Basculant par dessus la ligne fixe du langage rationnel, il s’agit de renouer avec la sagesse sauvage d’une humanité sans feu ni lieu. Le cœur prime. La beauté s’exprime et se mire dans l’exhalaison mercurielle de la chair porteuse indicible de l’esprit. La cible mouvante et émouvante, le cœur transfiguré par l’étonnement radical. Dans la moindre de ses inspirations, dans toutes ses aspirations le souffle stellaire de l’humain comme germe tourmenté de la créativité, comme semence galactique d’un acte créateur visant à une fusion amoureuse de tout en tous.

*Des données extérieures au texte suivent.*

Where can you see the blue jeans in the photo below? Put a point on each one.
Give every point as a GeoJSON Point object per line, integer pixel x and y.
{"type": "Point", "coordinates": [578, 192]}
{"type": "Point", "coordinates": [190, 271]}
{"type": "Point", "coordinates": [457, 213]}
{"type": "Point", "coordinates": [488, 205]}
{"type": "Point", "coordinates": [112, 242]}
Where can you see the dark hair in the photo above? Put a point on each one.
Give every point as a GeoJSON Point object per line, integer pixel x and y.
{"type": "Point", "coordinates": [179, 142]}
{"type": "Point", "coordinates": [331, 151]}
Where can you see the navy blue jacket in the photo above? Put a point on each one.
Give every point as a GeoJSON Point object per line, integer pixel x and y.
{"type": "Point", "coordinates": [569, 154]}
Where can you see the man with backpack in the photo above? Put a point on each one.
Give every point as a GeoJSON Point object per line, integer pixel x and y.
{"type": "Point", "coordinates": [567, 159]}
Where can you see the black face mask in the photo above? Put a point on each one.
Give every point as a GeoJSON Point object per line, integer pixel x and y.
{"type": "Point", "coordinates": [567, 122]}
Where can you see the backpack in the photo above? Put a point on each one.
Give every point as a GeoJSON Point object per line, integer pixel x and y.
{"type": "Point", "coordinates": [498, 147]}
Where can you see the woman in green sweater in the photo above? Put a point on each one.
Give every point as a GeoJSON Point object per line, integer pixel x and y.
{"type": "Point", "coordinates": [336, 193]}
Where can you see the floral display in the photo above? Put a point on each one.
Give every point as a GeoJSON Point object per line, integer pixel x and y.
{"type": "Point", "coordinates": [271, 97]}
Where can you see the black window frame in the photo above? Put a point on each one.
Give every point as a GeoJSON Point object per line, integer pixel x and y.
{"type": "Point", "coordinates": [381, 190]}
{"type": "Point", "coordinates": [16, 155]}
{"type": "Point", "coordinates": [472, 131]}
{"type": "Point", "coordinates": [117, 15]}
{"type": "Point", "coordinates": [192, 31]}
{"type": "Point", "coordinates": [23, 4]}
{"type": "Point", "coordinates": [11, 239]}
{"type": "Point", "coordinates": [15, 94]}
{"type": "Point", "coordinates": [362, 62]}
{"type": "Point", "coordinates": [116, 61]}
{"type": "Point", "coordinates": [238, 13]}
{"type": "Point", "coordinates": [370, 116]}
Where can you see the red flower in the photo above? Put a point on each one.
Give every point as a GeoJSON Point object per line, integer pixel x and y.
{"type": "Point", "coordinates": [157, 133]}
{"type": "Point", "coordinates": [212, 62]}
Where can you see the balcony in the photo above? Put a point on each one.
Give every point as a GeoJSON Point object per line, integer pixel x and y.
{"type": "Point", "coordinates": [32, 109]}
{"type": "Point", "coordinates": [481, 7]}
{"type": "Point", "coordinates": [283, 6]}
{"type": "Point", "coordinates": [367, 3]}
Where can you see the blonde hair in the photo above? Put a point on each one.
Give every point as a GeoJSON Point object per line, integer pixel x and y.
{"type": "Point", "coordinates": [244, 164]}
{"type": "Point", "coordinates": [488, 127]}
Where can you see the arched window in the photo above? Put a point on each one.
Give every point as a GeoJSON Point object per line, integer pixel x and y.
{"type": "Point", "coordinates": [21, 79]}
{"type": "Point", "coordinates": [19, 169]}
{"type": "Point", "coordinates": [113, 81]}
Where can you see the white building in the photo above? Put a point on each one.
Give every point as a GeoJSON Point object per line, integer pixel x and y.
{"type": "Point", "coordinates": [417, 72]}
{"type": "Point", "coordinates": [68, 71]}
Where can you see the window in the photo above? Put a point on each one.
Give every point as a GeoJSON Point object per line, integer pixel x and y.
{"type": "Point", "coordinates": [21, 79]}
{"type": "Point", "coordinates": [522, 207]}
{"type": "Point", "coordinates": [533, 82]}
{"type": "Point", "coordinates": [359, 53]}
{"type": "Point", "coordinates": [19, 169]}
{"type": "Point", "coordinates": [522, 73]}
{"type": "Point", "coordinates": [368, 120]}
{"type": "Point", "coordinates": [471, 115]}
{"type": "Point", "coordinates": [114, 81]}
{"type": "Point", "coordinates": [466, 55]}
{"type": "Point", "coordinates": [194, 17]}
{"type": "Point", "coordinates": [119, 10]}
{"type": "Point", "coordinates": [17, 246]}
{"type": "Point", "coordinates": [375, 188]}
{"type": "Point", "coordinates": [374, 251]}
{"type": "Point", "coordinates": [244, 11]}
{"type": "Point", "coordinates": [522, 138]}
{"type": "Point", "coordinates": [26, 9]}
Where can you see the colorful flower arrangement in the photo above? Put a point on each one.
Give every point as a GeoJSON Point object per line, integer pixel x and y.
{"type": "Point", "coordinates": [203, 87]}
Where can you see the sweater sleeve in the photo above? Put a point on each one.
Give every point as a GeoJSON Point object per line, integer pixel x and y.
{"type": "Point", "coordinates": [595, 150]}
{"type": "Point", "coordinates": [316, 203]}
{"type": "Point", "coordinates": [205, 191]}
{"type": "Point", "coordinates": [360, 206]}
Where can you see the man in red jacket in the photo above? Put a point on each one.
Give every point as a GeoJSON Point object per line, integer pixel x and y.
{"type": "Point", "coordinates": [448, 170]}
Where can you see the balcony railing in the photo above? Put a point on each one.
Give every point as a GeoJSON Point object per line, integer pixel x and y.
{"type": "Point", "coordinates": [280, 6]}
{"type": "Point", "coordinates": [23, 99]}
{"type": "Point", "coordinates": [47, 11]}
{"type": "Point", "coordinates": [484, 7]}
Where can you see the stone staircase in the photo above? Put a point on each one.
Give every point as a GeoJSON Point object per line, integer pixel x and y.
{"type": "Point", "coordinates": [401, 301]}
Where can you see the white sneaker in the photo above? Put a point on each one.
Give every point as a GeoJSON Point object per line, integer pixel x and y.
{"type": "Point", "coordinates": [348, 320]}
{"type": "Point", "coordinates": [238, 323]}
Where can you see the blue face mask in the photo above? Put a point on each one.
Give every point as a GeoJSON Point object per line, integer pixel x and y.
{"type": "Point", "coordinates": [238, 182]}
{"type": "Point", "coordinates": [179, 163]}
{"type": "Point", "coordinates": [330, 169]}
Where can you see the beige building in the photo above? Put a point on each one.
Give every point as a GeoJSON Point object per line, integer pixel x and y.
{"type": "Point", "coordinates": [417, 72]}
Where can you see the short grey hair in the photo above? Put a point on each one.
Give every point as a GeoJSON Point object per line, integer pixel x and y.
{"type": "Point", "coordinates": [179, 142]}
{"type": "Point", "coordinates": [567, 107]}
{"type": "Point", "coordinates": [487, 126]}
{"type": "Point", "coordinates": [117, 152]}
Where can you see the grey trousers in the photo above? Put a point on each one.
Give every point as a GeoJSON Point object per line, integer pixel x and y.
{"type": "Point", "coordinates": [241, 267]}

Il n’y a pas d’autre dépassement en dehors de celui-là, la réalisation d’états supra-humains, dont l’art et la poésie offrent, dans des illuminations symboliques, la représentation des degrés, fixant en formules de lumières le rythme de l’ascèse, taillant des marches dans la glace vive des parois vertigineuses le long desquelles le pied est aile, l’aile de Mercure, le guide divin, père et inspirateur des poètes auquel il montre les mondes infinis de la création de l’esprit dans l’esprit. G. De Giorgio (« Mercuriales viri » in L’Instant et l’Eternité, Archè, Milan, 1987, p .137)
ENTRETIEN
Unidivers – Pessoa disait : être homme c’est ne pas se contenter. Avec Etant Donnés et dans vos œuvres propres, il me semble bien que vous avez, avec une belle constance, illustré ce propos…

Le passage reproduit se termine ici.